Brodie Retallick ha detto “no”. All Blacks di gran prestigio, internazionale da 8 anni ormai, si era trasferito nel post-mondiale in Giappone per giocare da questa stagione nel nuovo e ricco campionato del Sol Levante con i Kobelco Steelers. Poi l’emergenza sanitaria, tutto si ferma, incluso il Giappone e lui torna in Nuova Zelanda nella sua proprietà di Hawke’s Bay, una località dell’isola settentrionale, un piccolo paradiso.
Capita che, qualche settimana fa, la federazione neozelandese, con la quale Brodie ha il suo contratto da nazionale, decida di ripartire con il gioco vero organizzando un campionato fra le proprie franchigie del Super Rugby (Super Rugby Aotearoa) e chiede a Retallick di parteciparvi tornando ai suoi Chiefs, quelli di Waikato, . Il campionato è previsto in partenza per la metà di giugno.
Brodie Retallick ha detto “no”.
Le motivazioni sono ora note, le ha dichiarate lui stesso al New Zealand Herald e, anche se leggerle non dà chissà che brivido, fanno comunque riflettere.
Dice Retallick:” Uno dei motivi per cui volevo rimanere in Giappone e fare questo paio di stagioni era solo per avere una pausa, passare un po’ di tempo con la famiglia con una lunga offseason, e dare al mio corpo un po’ di riposo”.
Perchè giocare a rugby non è come palleggiare a ping-pong, è uno sport duro ma negli ultimi anni è diventato, per i professionisti in modo particolare, uno sport fin troppo pesante, sfinente, invasivo.
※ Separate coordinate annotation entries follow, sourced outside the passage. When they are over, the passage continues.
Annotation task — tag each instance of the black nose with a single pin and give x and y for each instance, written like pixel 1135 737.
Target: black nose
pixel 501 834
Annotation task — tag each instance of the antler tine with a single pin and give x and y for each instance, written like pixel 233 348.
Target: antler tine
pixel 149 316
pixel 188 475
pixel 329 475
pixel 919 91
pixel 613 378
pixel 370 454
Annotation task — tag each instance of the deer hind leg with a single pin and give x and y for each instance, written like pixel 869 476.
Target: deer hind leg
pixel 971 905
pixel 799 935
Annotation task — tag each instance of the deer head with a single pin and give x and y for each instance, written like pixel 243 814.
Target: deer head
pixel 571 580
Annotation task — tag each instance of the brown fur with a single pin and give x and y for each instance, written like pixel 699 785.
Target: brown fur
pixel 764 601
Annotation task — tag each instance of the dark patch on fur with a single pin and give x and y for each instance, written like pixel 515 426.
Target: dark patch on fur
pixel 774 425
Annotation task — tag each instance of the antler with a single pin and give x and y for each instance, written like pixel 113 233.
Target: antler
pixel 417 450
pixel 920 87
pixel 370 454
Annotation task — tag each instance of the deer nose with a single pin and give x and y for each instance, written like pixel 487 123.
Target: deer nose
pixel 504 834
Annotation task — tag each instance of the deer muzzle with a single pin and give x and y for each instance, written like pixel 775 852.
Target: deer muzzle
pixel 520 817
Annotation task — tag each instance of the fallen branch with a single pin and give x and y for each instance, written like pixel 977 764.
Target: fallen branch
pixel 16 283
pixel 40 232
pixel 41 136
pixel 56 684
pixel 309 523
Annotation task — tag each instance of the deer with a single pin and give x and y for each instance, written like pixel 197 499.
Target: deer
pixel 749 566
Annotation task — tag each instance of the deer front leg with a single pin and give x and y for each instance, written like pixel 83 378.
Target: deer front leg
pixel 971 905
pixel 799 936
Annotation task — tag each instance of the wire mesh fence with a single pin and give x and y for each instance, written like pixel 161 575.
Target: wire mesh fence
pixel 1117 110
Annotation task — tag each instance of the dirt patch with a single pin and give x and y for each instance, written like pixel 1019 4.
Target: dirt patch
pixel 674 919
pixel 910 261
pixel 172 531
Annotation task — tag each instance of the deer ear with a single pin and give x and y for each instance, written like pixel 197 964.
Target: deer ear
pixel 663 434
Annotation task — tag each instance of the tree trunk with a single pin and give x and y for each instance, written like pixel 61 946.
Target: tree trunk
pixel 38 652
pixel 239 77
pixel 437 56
La dimensione tecnica in termini di preparazione ma soprattutto lo sforzo fisico che è richiesto ad un giocatore di rugby oggi è davvero immane.
Alle regole che hanno modificato il gioco nei termini in cui si è detto si aggiungono il numero di match annui che un professionista di Alto Livello deve fare. Troppo.
Nonostante questo i calendari del professionismo ovale si sono sempre di più infittiti, la spinta verso nuovi match è ancora salita in questi anni. Ci voleva una spaventosa emergenza sanitaria mondiale per mettere davvero a riposo questi ragazzi.
In questo periodo di “stop” la dimensione del “professionismo” ovale nel mondo è stata paradossalmente più visibile. I comportamenti di certi “attori” (in particolare le Società prof ed i Board del campionati prof del mondo) hanno fatto ben risaltare una vita ben sopra le righe. Contratti pubblicitari e soprattutto diritti tv promessi ma intanto vissuti come fossero esauditi che invece, una volta che tutto si è bloccato, sono spesso diventati immediatamente nuovi debiti e crollo generale di Bilanci e sistemi di gestione.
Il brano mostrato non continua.